Private Vorzeigeschule
Auch außerhalb der katholischen Kirche wurden Missbrauchsfälle bekannt - an der renommierten privaten Odenwaldschule im hessischen Heppenheim. Betroffene berichteten, sie seien in der Zeit von 1970 bis 1985 von Lehrern als "sexuelle Dienstleister" fürs Wochenende eingeteilt worden. "Wir haben die große Befürchtung, dass es tatsächlich mehr sind als die Namen, die wir bis jetzt kennen", sagte Schulleiterin, Margarita Kaufmann. Am Montag würden Briefe an alle Altschüler versandt, die zur fraglichen Zeit an der Schule waren.

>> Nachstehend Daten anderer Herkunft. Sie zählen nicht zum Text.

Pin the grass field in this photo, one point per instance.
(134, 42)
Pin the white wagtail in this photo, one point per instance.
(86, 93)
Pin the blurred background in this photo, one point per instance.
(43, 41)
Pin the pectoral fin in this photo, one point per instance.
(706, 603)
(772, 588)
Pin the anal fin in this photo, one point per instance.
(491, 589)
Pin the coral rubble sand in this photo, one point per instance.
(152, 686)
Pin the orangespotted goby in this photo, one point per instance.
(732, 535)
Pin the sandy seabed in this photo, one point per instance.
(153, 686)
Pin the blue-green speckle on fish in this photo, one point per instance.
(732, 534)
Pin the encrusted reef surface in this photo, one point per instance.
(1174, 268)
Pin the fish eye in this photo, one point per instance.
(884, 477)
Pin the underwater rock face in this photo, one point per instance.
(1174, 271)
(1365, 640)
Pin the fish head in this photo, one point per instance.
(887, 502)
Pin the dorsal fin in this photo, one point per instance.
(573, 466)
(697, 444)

Bundesbildungsministerin Annette Schavan sucht nun nach konkreten Möglichkeiten, um dem Missbrauch von Kindern und Jugendlichen vorzubeugen. Die CDU-Politerkin sagte "Bild am Sonntag": "Ich werde in den nächsten Tagen mit dem Präsidenten der Kultusministerkonferenz und den Vorsitzenden der Lehrerverbände darüber beraten, welche konkreten Maßnahmen wir ergreifen, um weiteren Fällen von Missbrauch vorzubeugen, Opfern zu helfen und damit Vertrauen auch bei Eltern wiederherzustellen."
Die stellvertretende CDU-Vorsitzende forderte von den betroffenen Bildungseinrichtungen vollständige Aufklärung: "Wo immer in Schulen und Internaten der Verdacht besteht, dass Missbrauch und Gewalt gegenüber Kindern und Jugendlichen vorliegen, muss es null Toleranz geben und vollständige Aufklärung erfolgen. Nichts darf verheimlicht werden."
Gewalt und Missbrauch gegenüber Schülern sei der schwerste Vertrauensbruch, der vorstellbar ist. "Eltern müssen sich darauf verlassen können, dass ihre Kinder vor Gewalt und Missbrauch in pädagogischen Einrichtungen geschützt sind."